Cummings, Derek; Hart, William E.; Garcia-Carreras, Bernardo; Lanning, Carl D.; Lessler, Justin; Staid, Andrea S.

Sandia National Laboratories has developed a capability to estimate parameters of epidemiological models from case reporting data to support responses to the COVID-19 pandemic. A differentiating feature of this work is the ability to simultaneously estimate county-specific disease transmission parameters in a nation-wide model that considers mobility between counties. The approach is focused on estimating parameters in a stochastic SEIR model that considers mobility between model patches (i.e., counties) as well as additional infectious compartments.

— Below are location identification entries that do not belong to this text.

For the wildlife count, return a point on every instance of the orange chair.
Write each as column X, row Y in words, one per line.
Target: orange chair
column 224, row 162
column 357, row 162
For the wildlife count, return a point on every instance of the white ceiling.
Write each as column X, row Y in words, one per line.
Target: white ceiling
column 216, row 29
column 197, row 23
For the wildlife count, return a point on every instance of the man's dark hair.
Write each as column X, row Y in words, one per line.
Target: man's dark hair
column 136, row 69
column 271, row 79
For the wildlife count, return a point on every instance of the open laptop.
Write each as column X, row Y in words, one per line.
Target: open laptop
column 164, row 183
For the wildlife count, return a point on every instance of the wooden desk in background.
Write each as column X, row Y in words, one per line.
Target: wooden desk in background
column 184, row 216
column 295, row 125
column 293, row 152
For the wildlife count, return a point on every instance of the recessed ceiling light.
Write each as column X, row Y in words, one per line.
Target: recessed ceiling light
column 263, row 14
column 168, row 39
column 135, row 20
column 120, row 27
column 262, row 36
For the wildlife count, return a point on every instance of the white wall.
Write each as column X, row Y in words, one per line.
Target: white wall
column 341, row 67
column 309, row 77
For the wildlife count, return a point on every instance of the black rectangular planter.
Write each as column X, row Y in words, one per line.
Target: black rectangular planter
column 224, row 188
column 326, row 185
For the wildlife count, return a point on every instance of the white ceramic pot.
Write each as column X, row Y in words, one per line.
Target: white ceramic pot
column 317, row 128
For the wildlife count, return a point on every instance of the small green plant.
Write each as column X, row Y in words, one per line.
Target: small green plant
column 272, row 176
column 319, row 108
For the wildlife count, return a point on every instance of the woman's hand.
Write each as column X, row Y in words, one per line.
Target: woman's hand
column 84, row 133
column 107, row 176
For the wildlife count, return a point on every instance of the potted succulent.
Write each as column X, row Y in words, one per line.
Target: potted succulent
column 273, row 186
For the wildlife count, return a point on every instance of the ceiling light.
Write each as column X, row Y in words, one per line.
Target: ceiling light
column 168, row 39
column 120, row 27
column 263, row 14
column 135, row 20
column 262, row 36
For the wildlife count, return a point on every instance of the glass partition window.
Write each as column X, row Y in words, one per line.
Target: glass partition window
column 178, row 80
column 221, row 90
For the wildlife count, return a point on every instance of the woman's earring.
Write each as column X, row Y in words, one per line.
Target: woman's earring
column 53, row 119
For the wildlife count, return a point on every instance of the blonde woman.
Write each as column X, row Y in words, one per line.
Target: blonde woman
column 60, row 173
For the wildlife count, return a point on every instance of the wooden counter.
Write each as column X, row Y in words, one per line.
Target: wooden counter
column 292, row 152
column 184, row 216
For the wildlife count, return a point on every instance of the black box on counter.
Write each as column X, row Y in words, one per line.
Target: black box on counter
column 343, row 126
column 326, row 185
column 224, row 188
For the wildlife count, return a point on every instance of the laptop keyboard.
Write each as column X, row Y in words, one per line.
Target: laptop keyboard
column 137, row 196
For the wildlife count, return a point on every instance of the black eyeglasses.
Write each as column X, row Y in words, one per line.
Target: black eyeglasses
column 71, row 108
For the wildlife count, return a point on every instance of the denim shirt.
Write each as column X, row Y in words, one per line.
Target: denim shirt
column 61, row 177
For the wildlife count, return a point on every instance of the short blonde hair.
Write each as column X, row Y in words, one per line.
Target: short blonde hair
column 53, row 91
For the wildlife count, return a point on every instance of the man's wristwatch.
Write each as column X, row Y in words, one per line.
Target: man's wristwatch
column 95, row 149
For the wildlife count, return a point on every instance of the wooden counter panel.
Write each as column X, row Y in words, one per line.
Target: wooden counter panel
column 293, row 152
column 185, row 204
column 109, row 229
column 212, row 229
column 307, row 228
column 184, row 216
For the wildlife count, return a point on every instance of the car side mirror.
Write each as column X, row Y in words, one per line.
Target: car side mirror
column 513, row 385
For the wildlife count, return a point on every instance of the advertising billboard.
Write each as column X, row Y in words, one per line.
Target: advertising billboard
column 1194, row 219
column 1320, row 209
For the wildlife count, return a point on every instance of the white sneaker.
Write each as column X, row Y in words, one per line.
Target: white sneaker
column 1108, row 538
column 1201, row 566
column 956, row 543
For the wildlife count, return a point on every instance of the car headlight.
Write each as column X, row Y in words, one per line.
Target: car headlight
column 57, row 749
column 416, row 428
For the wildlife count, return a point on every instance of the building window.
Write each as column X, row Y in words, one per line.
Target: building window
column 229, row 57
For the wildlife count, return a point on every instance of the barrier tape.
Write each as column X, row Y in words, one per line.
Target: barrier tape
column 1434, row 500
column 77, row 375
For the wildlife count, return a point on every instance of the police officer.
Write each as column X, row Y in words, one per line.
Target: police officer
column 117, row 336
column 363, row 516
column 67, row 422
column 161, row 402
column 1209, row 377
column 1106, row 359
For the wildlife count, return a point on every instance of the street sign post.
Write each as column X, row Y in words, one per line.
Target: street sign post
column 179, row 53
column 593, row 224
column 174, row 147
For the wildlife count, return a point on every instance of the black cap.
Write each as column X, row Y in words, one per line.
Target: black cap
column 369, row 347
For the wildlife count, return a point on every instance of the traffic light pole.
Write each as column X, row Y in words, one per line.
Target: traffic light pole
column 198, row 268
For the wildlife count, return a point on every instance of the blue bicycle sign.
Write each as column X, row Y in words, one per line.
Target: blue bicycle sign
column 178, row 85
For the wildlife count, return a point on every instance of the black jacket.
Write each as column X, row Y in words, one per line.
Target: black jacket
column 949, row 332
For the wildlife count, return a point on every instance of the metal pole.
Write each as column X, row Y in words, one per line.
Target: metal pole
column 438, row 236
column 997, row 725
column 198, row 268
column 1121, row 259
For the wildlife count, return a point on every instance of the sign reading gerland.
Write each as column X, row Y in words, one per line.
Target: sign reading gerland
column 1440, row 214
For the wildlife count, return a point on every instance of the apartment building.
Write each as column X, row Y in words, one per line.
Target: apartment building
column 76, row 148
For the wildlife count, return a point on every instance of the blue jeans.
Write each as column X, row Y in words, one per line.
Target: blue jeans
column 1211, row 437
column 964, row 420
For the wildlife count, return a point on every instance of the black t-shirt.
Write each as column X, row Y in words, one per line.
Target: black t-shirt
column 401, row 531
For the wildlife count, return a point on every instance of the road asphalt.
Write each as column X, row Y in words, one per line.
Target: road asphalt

The inference engine developed by Sandia includes (1) reconstruction and (2) transmission parameter inference. Reconstruction involves estimating current population counts within each of the compartments in a modified SEIR model from reported case data. Reconstruction produces input for the inference formulations, and it provides initial conditions that can be used in other modeling and planning efforts. Inference involves the solution of a large-scale optimization problem to estimate the time profiles for the transmission parameters in each county. These provide quantification of changes in the transmission parameter over time (e.g., due to impact of intervention strategies). This capability has been implemented in a Python-based software package, epi_inference, that makes extensive use of Pyomo [5] and IPOPT [10] to formulate and solve the inference formulations.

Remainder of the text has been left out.